The new hospital is big and shiny and overwhelming. It makes me feel like how I did as a travel nurse back in the day. I'd plaster a smile on my face and ask anyone who didn't look lost how to get where I needed to go, then walk confidently towards the wrong elevators (noooooo I FOR SURE did not do that today, definitely not) until someone else takes pity on me and redirects.
I also finally went through my work bag to get rid of all the usual detritus that accumulates over the years at a place. Things like old flushes, suture packs, and badge pulls. I found a mason jar that does not belong to me, my spare shears that had been lost (or so I thought), and after sorting through the trash I now have a mostly empty bag ready to fill with more bits.
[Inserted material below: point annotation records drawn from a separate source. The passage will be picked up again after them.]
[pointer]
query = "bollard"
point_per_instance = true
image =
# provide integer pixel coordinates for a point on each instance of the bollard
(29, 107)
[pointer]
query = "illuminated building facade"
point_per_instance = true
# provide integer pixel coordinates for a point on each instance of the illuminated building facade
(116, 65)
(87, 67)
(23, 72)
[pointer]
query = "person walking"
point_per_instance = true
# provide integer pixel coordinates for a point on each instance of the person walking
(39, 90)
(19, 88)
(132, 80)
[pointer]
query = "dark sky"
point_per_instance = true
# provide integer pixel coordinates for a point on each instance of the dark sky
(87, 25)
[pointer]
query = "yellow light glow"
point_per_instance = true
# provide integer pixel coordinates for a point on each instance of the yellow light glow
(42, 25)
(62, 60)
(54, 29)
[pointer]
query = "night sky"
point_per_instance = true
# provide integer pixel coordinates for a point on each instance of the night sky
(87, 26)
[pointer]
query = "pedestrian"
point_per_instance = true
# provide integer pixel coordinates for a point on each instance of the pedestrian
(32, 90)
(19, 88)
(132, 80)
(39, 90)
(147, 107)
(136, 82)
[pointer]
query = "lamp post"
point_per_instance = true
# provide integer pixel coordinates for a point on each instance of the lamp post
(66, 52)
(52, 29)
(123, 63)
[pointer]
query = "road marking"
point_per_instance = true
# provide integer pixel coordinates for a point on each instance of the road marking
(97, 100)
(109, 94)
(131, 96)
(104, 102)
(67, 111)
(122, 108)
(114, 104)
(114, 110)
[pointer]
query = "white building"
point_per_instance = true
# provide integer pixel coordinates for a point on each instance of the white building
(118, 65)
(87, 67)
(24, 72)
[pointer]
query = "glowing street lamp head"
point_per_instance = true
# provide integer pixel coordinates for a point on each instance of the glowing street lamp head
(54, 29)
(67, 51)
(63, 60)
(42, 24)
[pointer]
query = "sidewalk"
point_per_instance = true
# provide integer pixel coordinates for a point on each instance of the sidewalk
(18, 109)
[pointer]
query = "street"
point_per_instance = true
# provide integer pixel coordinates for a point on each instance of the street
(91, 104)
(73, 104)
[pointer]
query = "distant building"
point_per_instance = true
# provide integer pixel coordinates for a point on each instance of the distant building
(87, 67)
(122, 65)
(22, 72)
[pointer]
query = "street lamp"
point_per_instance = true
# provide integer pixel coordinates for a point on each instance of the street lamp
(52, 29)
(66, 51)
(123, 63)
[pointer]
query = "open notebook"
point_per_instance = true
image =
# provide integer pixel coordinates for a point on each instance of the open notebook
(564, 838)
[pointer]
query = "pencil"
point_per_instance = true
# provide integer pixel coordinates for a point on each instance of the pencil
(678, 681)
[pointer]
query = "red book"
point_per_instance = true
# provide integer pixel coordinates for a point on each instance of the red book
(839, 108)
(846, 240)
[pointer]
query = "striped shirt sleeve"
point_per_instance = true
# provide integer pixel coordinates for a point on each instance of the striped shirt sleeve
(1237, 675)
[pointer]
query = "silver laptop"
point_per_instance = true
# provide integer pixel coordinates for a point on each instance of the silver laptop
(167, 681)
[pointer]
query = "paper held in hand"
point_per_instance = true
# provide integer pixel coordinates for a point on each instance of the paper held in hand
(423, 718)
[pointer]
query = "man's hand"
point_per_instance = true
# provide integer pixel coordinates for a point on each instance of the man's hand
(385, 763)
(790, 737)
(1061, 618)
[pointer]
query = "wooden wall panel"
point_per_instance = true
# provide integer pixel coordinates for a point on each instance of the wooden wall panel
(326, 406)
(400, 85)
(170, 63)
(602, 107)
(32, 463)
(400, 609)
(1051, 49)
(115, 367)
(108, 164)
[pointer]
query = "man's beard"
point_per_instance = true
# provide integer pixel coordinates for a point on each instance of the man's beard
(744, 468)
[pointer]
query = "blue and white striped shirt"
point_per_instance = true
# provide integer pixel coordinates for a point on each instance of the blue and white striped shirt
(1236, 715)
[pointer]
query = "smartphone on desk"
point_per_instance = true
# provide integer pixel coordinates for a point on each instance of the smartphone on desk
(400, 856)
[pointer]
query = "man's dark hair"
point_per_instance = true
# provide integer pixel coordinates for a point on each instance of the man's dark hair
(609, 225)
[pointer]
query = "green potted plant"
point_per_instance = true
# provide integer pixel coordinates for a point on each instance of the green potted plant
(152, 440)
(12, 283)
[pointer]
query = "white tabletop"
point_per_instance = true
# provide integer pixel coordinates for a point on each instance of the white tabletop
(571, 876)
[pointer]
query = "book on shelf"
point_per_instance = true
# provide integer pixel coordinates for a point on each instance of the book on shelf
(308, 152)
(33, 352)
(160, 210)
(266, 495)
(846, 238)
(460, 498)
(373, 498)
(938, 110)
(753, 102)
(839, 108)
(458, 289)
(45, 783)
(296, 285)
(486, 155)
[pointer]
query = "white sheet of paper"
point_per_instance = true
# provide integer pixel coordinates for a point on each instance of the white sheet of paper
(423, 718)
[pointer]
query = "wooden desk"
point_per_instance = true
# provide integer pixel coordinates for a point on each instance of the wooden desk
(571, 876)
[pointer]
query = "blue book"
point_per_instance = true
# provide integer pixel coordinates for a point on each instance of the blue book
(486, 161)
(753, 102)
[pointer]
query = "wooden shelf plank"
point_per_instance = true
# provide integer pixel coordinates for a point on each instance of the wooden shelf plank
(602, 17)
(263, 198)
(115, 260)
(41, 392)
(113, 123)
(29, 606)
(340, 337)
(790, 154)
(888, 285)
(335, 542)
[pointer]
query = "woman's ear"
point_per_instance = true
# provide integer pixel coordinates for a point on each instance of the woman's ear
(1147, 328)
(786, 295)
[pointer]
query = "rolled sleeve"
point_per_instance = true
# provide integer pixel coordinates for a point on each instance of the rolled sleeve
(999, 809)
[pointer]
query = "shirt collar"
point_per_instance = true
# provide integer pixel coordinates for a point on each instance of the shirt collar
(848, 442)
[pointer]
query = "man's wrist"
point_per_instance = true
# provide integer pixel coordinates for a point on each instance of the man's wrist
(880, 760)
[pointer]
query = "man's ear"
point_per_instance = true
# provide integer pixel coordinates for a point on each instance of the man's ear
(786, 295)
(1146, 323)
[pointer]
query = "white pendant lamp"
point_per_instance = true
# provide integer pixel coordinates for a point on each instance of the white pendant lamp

I had also done a locker and mailbox sweep on last day but was too salty about how things ended to actually go through it all until now. But get this - I found some paperwork that truly underlined how unsafe the hospital had gotten, and reinforced my decision to leave as the right one. One of my coworkers, on a day that I wasn't there, had filed for Safe Harbor during her shift and gave me a copy of it. Between 3 nurses, there were 51 patients in the lobby. One nurse was the triage RN, one was the arrival nurse, and one was responsible for the care of every single patient out there. Fifty one patients, many of them inpatient holds.
Everyone knows hospitals across the country struggle with staffing, but when will hospitals learn that it takes nurses and medics and RTs and PCTs and CNAs to actually do the work that the metrics are measured against. You want your patients happy and fall-free and to avoid CLABSIs and everything else bad? You want higher reimbursement and insurance payouts? Hire more staff and pay them. If you don't, well, the hospital will still run. But bad outcomes will happen, your senior nurses will leave, and everyone will watch what was a fantastic hospital take a sad spiral into being a bad one.